Andrew Sullivan, reminds me why I was a fan of his blog from the off and remain one:

Leave aside the issue of mob violence for a moment. No moderate Muslim or “sensitive” Westerner is defending that. What of the non-violent request: that one faith be granted its taboos, that Western culture must abide by them, that the law be reformed to protect religious faiths from blasphemy or offense? It seems to me that we should indeed avoid gratuitous insult of Islam, and Christianity, or any faith. But it is a complete delusion to believe that the major source of our problem today is something called “Islamophobia.” No: the problem is terrorism and tyranny propagated under the banner of Islam. Without that, no Danish cartoon could have been conceived of, let alone published. That is the real and far more blatant blasphemy. If 10,000 angry Muslims had marched in London after the bombing of a major mosque in Iraq, I’d be impressed. But they didn’t. Until they do, the West has nothing to apologize for. The Muslim world needs to take the beam out of its own eye, before it removes the speck from the West’s.

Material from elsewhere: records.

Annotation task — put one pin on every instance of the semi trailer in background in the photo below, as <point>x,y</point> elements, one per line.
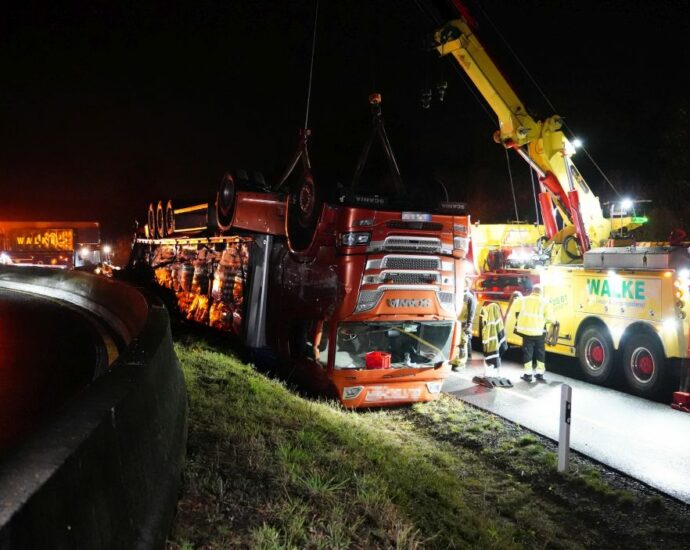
<point>58,244</point>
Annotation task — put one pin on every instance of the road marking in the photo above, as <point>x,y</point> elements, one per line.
<point>535,399</point>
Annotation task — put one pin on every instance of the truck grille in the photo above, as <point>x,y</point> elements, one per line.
<point>429,245</point>
<point>424,226</point>
<point>410,262</point>
<point>409,278</point>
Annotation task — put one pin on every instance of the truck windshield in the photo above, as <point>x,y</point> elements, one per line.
<point>410,344</point>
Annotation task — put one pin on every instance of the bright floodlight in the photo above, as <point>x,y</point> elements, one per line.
<point>626,204</point>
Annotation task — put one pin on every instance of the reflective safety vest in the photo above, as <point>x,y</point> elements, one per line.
<point>533,312</point>
<point>493,334</point>
<point>469,306</point>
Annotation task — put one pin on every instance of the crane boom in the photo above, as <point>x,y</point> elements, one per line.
<point>541,143</point>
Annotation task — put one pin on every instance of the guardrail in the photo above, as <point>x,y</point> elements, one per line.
<point>104,473</point>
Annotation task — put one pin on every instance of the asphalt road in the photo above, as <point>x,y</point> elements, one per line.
<point>48,352</point>
<point>643,439</point>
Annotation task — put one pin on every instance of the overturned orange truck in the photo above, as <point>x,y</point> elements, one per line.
<point>357,296</point>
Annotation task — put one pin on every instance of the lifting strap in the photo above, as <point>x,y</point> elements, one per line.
<point>378,130</point>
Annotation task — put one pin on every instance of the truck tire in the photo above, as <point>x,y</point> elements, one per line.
<point>596,355</point>
<point>160,220</point>
<point>225,202</point>
<point>643,365</point>
<point>169,218</point>
<point>303,211</point>
<point>151,221</point>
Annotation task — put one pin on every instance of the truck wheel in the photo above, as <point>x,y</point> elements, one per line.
<point>151,221</point>
<point>160,220</point>
<point>595,354</point>
<point>303,211</point>
<point>225,202</point>
<point>643,365</point>
<point>169,218</point>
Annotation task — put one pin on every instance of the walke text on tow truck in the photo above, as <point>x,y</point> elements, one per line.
<point>358,297</point>
<point>620,305</point>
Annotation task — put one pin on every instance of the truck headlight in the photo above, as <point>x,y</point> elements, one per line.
<point>367,299</point>
<point>434,387</point>
<point>352,392</point>
<point>355,238</point>
<point>461,243</point>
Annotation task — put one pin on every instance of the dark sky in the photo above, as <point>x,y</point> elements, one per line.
<point>105,106</point>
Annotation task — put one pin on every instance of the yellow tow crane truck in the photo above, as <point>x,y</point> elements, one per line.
<point>622,307</point>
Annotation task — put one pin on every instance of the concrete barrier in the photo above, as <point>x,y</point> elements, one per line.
<point>104,473</point>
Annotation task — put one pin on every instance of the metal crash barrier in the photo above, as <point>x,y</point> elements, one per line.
<point>104,472</point>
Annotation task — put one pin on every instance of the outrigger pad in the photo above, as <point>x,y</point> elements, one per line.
<point>492,382</point>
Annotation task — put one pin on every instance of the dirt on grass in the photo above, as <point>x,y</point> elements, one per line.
<point>267,468</point>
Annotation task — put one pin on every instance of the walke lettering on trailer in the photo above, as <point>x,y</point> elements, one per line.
<point>405,302</point>
<point>626,289</point>
<point>48,239</point>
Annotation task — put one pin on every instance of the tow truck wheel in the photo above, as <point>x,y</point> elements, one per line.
<point>304,209</point>
<point>151,221</point>
<point>160,220</point>
<point>595,353</point>
<point>169,218</point>
<point>225,201</point>
<point>643,365</point>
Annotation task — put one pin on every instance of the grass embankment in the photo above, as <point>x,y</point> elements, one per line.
<point>269,469</point>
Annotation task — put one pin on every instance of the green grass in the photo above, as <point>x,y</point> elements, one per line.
<point>268,469</point>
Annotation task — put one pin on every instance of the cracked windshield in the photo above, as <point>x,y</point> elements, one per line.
<point>409,344</point>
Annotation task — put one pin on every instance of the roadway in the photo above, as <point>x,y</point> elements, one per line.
<point>645,440</point>
<point>48,353</point>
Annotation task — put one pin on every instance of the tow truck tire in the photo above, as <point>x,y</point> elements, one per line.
<point>225,201</point>
<point>169,218</point>
<point>160,220</point>
<point>151,221</point>
<point>304,208</point>
<point>596,355</point>
<point>643,365</point>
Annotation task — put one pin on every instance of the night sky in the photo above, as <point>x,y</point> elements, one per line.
<point>105,106</point>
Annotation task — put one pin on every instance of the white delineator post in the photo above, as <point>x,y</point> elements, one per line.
<point>564,431</point>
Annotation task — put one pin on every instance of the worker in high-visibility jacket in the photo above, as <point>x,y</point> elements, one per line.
<point>466,318</point>
<point>533,313</point>
<point>493,337</point>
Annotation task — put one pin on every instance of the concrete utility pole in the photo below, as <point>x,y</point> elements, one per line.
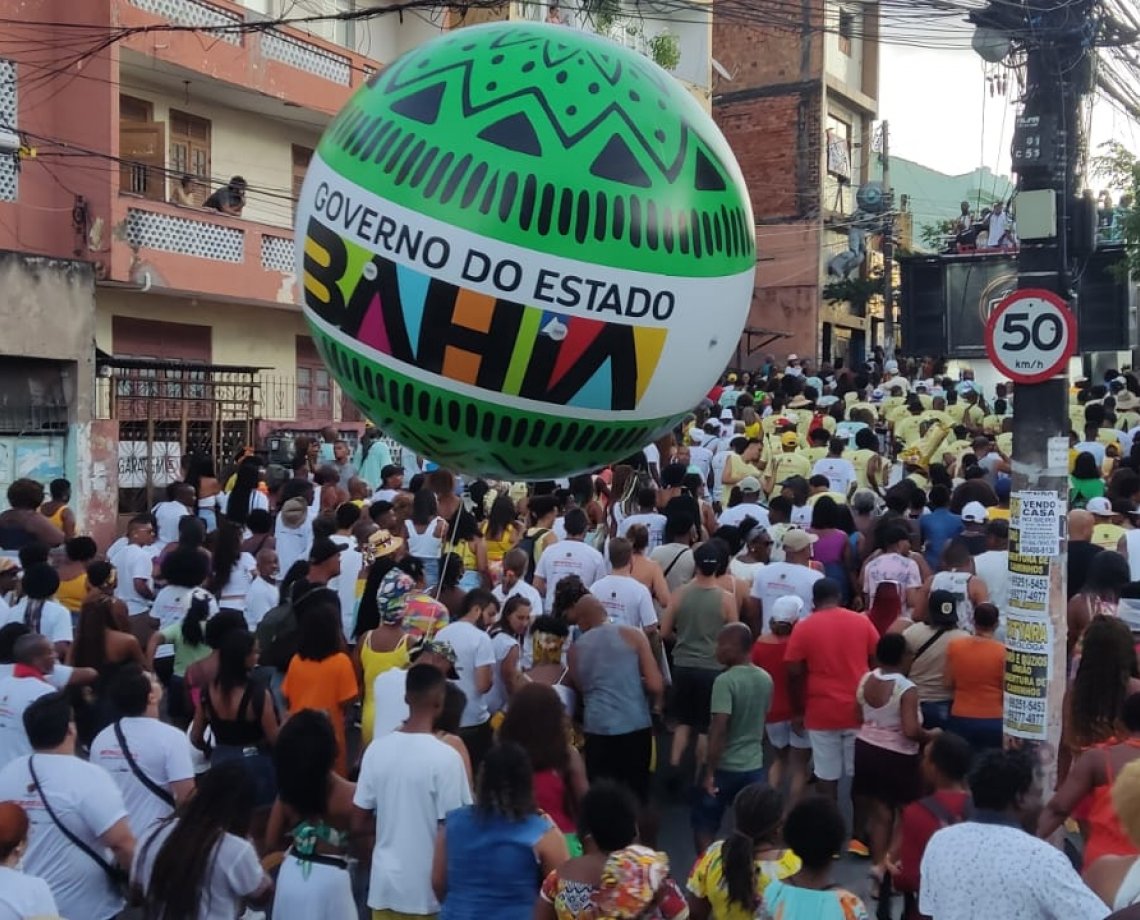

42 comments to Nothing to apologise for

  • Joshua

    But it is a complete delusion to believe that the major source of our problem today is something called “Islamophobia.” No: the problem is terrorism and tyranny propagated under the banner of Islam. Without that, no Danish cartoon could have been conceived of, let alone published.

    Right. Absolutely right. This is the point that gets forgotten in all of this. Western opponents of extending “hate speech” protection to pictures of the Big Mo are fixed with a quick label, but no one points the finger at the crowd that murders people it doesn’t like. Without a climate of fear created by muslim intolerance, there would have been no need for the cartoons in the first place. This point can never be stressed enough. Good quote.

  • Perhaps Andrew has seen which way the wall is falling

  • Otis

    It seems to me that we should indeed avoid gratuitous insult of Islam, and Christianity, or any faith.

    Correct. Gratuitous insults are bad manners, rude and thus rare in a civilised society – which is why we don’t need laws to deal with that sort of thing. The operative word here is “gratuitous” – as the quote points out, there is a strong argument that the cartoons were in fact not gratuitous – something the MSM and other namby-pambies have failed to address.

  • Verity

    Otis – That’s not the point. You can’t legislate respect and you can’t legislate manners. You are correct when you write that the cartoons were not “gratuitous”, but it wouldn’t matter if they had been as far as the law is concerned.

  • I feel like I ought to be free to be as gratuitously offensive as I want, morning, noon, and night.

  • Firstly “avoid” does not mean it is “forbidden” or that there is any case to answer if it is done. This is how alcohol is regarded in Islam – it should be avoided according to the Koran but the beards make it “harram”/”forbidden”.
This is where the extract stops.